November 1992: Long, but not quite as long as the last one. There’s vague warnings of “political, economic, religious and physical upheavals,” of the coming antichrist (sorry – no points for copying the Bible there, even if you’re a dispensationalist), of whom it is said, “his hour has come.” The most specific portion: “One super power I have cast down, and another I am about to judge.” And that’s only half prediction. But for some reason, no correction to the prior prophecy saying that “superpower” would be taken down by Israel.

Other than that – more exhortation, and more, and more warnings. It’s maybe one sentence of testable prediction mixed with several paragraphs of exhortation. Sure doesn’t give us much to judge with.

November 1998: God’s mad now: There’s yet more vague predictions of natural and economic disaster and then piles more exhortation. You have to ask: What would constitute fulfillment of these vague predictions? Even a mild recession could be grasped as an economic judgment, as vague as these prophecies are.

August 2006: The vague predictions continue; there’s a profession that converts will be culled from the old Marxist and current Islamic nations, with the latter’s power being broke. We can be fair -- that one may not be done yet.

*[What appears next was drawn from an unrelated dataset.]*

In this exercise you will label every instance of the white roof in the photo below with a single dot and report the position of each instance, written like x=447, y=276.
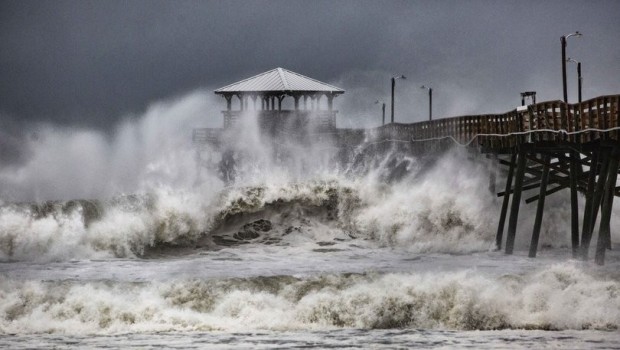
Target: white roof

April 2010: God’s mad again, and there’s more vague troubles ahead, the same ones as before, plus now even climate problems – kind of a late start on that one, though, since climate trouble has been in the news for decades. Also a prediction that “old and powerful nations will become as if they are third world countries, super powers will no longer be super powers but countries such as India and China will arise to take their place.” It seems to me that’s been predicted by economic forecasters for a while now. Maybe God read their books.

April 2011: Big message: Israel will convert, lots of them. More than last time this was predicted, I hope. Current unrest in the Arab world is said to be “an enormous gain for militant Islam,” though we are assured Israel will still be the winner. And watch out, once again, the last superpower is about to be judged. And God means it this time.

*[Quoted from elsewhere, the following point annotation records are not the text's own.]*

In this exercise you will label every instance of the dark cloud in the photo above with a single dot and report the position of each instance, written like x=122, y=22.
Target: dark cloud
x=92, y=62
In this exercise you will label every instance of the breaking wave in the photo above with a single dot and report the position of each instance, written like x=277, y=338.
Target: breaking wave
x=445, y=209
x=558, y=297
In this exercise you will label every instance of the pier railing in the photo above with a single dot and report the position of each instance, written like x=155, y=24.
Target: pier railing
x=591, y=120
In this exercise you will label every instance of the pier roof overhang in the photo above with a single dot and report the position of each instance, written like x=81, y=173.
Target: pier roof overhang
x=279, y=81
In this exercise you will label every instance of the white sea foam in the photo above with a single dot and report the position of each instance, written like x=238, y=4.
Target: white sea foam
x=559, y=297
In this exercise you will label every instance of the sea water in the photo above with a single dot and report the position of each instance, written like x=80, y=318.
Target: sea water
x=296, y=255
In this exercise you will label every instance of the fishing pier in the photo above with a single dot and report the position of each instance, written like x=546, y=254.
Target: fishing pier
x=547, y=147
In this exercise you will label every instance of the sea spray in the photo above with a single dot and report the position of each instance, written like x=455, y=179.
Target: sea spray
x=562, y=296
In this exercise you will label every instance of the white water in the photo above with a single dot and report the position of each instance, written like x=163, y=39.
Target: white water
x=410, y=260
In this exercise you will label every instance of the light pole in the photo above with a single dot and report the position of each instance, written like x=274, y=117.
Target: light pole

So what’s it all boil down to? Lambert’s prophecies are 93% exhortation/warning, 2% reuse of dispensational themes, 3% too vague to be of much use, and 2% “fresh” – with about half of that having already failed. If it seems silly to belabor such an insignificant mite as Lambert, consider that Harold Camping has done much the same thing, and all the damage he’s caused. Perhaps the only difference between the two in practical terms is that Lambert didn’t come up with as good of a publicity machine. That that is the major difference between the two is fairly disturbing.

I have some USDA work this week, so the Ticker will return Friday.